In the House, Majority Leader Rep. Steny Hoyer , D-Md., said Friday that he will bring the measure to the House floor for a vote soon.

"I am pleased that the Senate passed legislation today that would provide funding for settlement of both the Pigford and Cobell class action lawsuits-an important step toward finally correcting these blights on our nation's history," he said.

Both settlements needed congressional approval of appropriations outside a Justice Department fund intended for large federal settlements. Republicans blocked repeated Democratic efforts to win Senate approval of the settlements this year through unanimous consent proposals and other means, such as attaching them to a supplemental war-funding bill from which the settlements and other domestic funds were eventually stripped.

Sen. John Barrasso, R-Wyo., dropped his objection to the Cobell settlement earlier this fall. Sen. Tom Coburn , R-Okla., agreed to the combined settlement package this week, after Senate leaders agreed to offset the spending.

The offsets, however, could prove controversial with poverty advocates. One offset uses surplus money from a nutrition program for women, infants, and children. That pay/for is similar to one this summer that used food-stamp funds to offset a bill providing emergency aide to avoid teacher layoffs, which angered program backers.
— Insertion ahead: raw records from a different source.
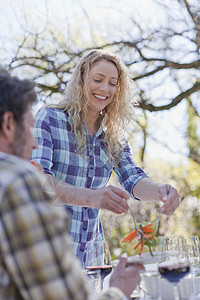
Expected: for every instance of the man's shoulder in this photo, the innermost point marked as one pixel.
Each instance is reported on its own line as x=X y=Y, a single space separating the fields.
x=13 y=167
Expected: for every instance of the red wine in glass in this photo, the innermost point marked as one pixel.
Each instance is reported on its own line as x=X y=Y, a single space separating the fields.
x=174 y=273
x=104 y=270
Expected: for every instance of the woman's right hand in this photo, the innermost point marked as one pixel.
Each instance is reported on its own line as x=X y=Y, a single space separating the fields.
x=126 y=277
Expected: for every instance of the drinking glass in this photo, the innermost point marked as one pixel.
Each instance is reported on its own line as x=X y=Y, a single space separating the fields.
x=97 y=257
x=173 y=262
x=193 y=251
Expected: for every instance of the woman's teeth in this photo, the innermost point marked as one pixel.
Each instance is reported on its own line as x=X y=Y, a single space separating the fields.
x=100 y=97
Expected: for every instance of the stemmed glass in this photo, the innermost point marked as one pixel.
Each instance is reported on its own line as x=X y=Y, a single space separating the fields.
x=194 y=258
x=98 y=258
x=173 y=261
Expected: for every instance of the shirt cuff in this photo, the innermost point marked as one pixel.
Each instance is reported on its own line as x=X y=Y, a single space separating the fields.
x=113 y=293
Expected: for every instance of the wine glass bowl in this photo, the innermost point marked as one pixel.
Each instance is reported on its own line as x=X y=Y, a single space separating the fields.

The settlement bill also balances costs with a provision to cut overpayments of federal unemployment insurance benefits by allowing the Treasury Department to offset tax refunds by the amount of overpaid benefits, cutting spending by $2.7 billion. The bill also extends customs user fees, offsetting another $2.1 billion of the bill's cost.

Senate aides said approval of the unanimous consent agreement to pass the bill, which was initially expected Friday morning, was delayed because senators had to wait for a plane carrying Senate Minority Whip Jon Kyl, R-Ariz., to land in his home state of Arizona, so they could make sure he did not object.